Here, the frame may be any frame as long as the left and right endless track portions can be fixed in a square shape, and a frame having a substantially L-shaped or rectangular shape is preferably used. By arranging the endless track portions on two adjacent sides of a frame formed in an L shape, a B shape, or the like, the left and right endless track portions can be arranged in a C shape. As a material of the frame, in addition to a metal such as aluminum, a synthetic resin such as polycarbonate, a fiber reinforced plastic such as FRP or FRTP, or the like is preferably used.
Depending on the inner diameter of the tube to be inspected, several types of dimensions of the frame can be prepared and appropriately selected for use. By changing only the dimensions of the frame, it is possible to cope with various inner diameters, and the same endless track can be used, so that complex parts can be used in common for mass production and design flexibility. Excellent.
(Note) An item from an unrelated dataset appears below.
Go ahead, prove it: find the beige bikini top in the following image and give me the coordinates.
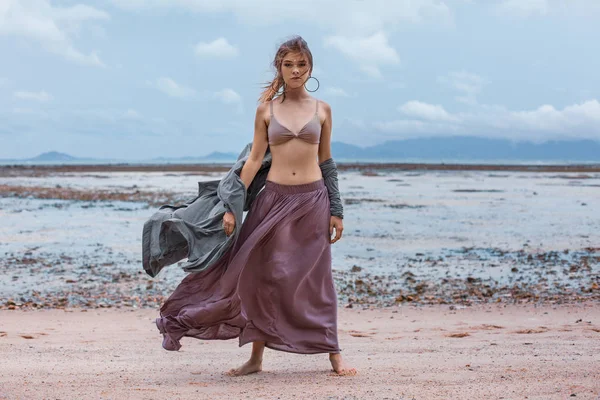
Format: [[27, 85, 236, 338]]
[[267, 99, 321, 146]]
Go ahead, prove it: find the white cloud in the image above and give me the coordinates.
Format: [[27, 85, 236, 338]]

As the endless track portion, a belt-like crawler plate or chain wound between the starting wheel and the idle wheel is preferably used. When a wide belt-shaped shoe is used, the contact area with the pipe surface can be increased, and the running stability is excellent. Even if the surface of the footwear plate has irregularities, the tube is made of resin, or the surface of the tube is wet with water and slippery, or even when the tube is tilted, it can maintain an appropriate grip force and travel Excellent stability. The footboard may be made of synthetic rubber, synthetic resin, or metal. However, since the synthetic rubber is difficult to slip and the surface of the tube is difficult to be damaged, it is excellent in reliability.
The angle formed by the left and right endless track portions can be selected as appropriate, but 90 degrees is particularly preferable. The distance between the endless track sections that support the frame (vehicle width) is maximized, and the left and right endless track sections can support the frame reliably and perform stable running, and obstacles such as joints and steps inside the pipe This is because it is possible to overcome the problem. In addition, because the center of gravity is lower than the center of the pipe and between the left and right endless track parts, even if the body leans about 45 degrees when overcoming obstacles, it will not fall down and run autonomously Excellent reliability.

A camera, a storage unit, a battery, and the like can be housed inside the frame. By covering the frame with a cover that can be opened and closed and / or detachable, the camera, the storage unit, the battery, and the like can be protected from water and external impacts. In addition, the camera, the storage unit, the battery, etc. can be easily replaced and maintained, and the handleability is excellent.
Cameras with waterproof properties are preferably used, but in particular, by providing a lens cover that protects the lens, the lens can be reliably protected from water and impact to prevent damage and reliability and durability Excellent.
The position of the camera lens can be selected as appropriate according to the inner diameter of the tube to be inspected, but when the camera lens is placed near the center of the sewer pipe, the entire surface inside the tube should be photographed without any spots. And is excellent in in-tube inspection reliability.
By illuminating the shooting portion in the traveling direction with the illumination unit in accordance with the camera viewing angle, it is possible to reliably shoot with a camera even in a dark tube. As the illumination unit, a light emitting diode excellent in power saving and long life is preferably used. When a plurality of lamps, light emitting diodes, and the like are arranged on the outer periphery of the lens of the camera on the circumference, the illumination unit can reliably illuminate the inside of the tube and take an image, and the image quality is excellent.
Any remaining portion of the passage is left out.